|Developer(s)||RealityMan and Epsilon|
1.0.0 / January 28, 1999
|Operating system||Microsoft Windows|
|Type||Video game console emulator|
UltraHLE was an emulator for the Nintendo 64. It was hailed by gamers as a massive step forward in emulation technology on its 1999 release. Emulating the N64 (which was only 3 years old at the time) made it the first of the N64 emulators to run commercial titles at a playable frame rate on the hardware of the time.
The HLE technique
Earlier emulators had concentrated on accurately emulating all of the low level operations of the target machine. This worked well enough for older consoles such as the Super NES (although truly hardware-accurate emulation wouldn't appear until bsnes) and Genesis.
Co-authors Epsilon and RealityMan realized that since N64 games were programmed in C, they should concentrate on intercepting (the far fewer) C library calls instead of intercepting machine level operations, and write their own code to implement the libraries. Thus, UltraHLE software is in fact an emulator with some parts implemented as a simulation, and the technique is not used in purist emulation projects such as MAME. However, it paved the way for creating playable emulators which use complex graphic routines that require considerable computation power which could be simulated easily with available PC graphic cards.
The final implementation was written in C and used the Glide API, which has since fallen out of use due to being specific to 3dfx adapters. Due to its popularity, several Glide to DirectX translation utilities were made specifically for UltraHLE for non-3dfx video cards.
This high-level emulation had its drawbacks. At the time of release, UltraHLE was only able to emulate approximately 20 games to a playable standard. The software only emulated and simulated the calls that were required for specific games; it was required to adapt the software for games that used different parts of the N64 hardware. However, on its release, it was miles ahead of competing N64 emulator projects such as Project Unreality.

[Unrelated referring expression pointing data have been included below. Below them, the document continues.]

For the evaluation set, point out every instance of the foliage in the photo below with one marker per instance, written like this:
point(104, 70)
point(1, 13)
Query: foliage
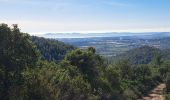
point(81, 75)
point(51, 50)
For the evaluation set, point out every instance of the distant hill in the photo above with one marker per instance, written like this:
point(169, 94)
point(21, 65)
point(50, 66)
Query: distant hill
point(51, 50)
point(141, 55)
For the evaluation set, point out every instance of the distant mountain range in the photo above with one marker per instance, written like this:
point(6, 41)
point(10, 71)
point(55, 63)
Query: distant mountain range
point(144, 35)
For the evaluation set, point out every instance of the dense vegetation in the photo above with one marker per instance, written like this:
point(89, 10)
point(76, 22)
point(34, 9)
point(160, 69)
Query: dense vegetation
point(142, 55)
point(51, 50)
point(81, 75)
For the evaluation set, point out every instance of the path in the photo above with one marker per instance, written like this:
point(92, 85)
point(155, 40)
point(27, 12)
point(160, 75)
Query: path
point(155, 94)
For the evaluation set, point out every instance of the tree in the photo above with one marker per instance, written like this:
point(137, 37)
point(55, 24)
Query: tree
point(16, 53)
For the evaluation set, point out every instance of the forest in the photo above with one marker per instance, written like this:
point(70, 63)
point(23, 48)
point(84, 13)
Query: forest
point(34, 68)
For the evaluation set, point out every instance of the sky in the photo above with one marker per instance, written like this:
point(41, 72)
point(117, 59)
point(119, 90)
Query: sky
point(84, 16)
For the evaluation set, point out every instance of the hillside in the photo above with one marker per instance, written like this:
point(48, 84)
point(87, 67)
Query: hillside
point(141, 55)
point(51, 50)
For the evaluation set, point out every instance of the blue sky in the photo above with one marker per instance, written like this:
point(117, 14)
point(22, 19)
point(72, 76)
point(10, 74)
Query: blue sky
point(41, 16)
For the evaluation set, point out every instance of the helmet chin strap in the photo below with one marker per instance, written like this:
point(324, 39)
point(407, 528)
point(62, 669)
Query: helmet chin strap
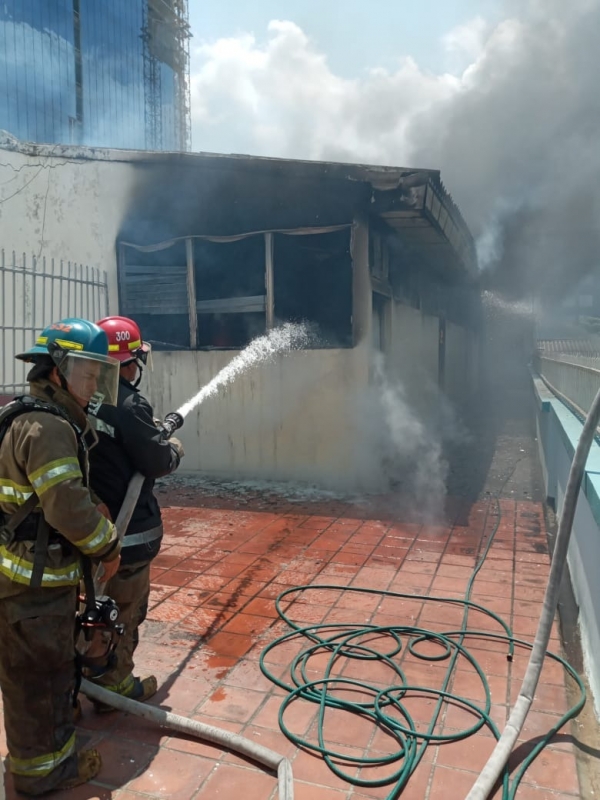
point(139, 377)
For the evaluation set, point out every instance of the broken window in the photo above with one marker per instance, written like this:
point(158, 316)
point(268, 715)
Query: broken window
point(230, 292)
point(153, 292)
point(312, 277)
point(209, 293)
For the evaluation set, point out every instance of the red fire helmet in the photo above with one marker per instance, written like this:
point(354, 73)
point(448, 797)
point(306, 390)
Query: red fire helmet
point(124, 339)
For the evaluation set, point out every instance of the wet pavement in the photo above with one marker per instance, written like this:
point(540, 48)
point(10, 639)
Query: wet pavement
point(213, 612)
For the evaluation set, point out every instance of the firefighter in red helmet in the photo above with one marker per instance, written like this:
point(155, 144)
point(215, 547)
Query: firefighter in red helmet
point(129, 442)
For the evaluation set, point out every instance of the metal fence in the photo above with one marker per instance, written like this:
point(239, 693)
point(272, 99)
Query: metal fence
point(575, 379)
point(33, 293)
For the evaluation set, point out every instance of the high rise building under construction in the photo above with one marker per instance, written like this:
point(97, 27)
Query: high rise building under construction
point(105, 73)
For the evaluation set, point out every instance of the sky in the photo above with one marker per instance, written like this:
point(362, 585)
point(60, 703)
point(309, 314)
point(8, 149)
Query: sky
point(500, 95)
point(354, 36)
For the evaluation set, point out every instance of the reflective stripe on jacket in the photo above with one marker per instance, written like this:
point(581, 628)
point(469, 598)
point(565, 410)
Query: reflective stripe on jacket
point(42, 765)
point(39, 453)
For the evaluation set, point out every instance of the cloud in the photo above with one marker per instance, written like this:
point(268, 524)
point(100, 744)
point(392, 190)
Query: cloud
point(514, 132)
point(282, 99)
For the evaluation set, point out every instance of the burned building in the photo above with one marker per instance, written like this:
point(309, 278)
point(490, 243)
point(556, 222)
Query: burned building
point(207, 251)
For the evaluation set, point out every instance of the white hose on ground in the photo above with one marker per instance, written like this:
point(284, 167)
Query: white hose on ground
point(125, 512)
point(230, 741)
point(486, 781)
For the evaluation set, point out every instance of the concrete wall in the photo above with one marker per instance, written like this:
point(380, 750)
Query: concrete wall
point(298, 418)
point(413, 351)
point(558, 434)
point(65, 209)
point(308, 417)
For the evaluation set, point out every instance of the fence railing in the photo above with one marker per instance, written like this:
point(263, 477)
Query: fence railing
point(35, 292)
point(575, 379)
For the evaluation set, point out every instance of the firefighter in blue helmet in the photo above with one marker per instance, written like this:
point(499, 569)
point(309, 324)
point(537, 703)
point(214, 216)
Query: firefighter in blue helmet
point(49, 527)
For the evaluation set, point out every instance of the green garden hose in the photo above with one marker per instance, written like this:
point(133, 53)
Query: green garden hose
point(384, 707)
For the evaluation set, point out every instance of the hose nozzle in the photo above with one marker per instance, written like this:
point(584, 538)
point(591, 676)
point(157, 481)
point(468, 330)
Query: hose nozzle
point(172, 422)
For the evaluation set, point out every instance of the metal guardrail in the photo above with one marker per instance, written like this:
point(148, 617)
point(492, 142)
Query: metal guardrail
point(34, 292)
point(574, 379)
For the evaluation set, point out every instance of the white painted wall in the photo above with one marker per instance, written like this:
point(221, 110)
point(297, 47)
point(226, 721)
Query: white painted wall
point(306, 417)
point(298, 418)
point(64, 209)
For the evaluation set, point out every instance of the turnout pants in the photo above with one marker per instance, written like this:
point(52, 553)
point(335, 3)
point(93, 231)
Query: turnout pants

Nintendo's response and UltraHLE's discontinuation
Also notable for its time, UltraHLE was capable of playing commercial games while the console was still commercially viable, a feat which was ultimately noticed by Nintendo. In February 1999, Nintendo began the process of filing a lawsuit against the emulator's authors, along with the website hosting the emulator. Speaking to PC Zone, Nintendo representative Beth Llewellwyn commented: "Nintendo is very disturbed that Reality Man and Epsilon have widely distributed a product designed solely to play infringing copies of copyrighted works developed by Nintendo and its third-party licensees. We are taking measures to further protect and enforce our intellectual property rights which, of course, includes the bringing of legal action." Despite this, UltraHLE had grown beyond either its authors' or Nintendo's control. Subsequently, Epsilon and RealityMan abandoned their pseudonyms and went silent.
After the source code was leaked in 2002, an OpenGL version of UltraHLE called UltraHLE 2064 was released, though it garnered little acclaim, as several more powerful emulators had subsequently been released. UltraHLE 2064 was available at its official site until the site was de-registered.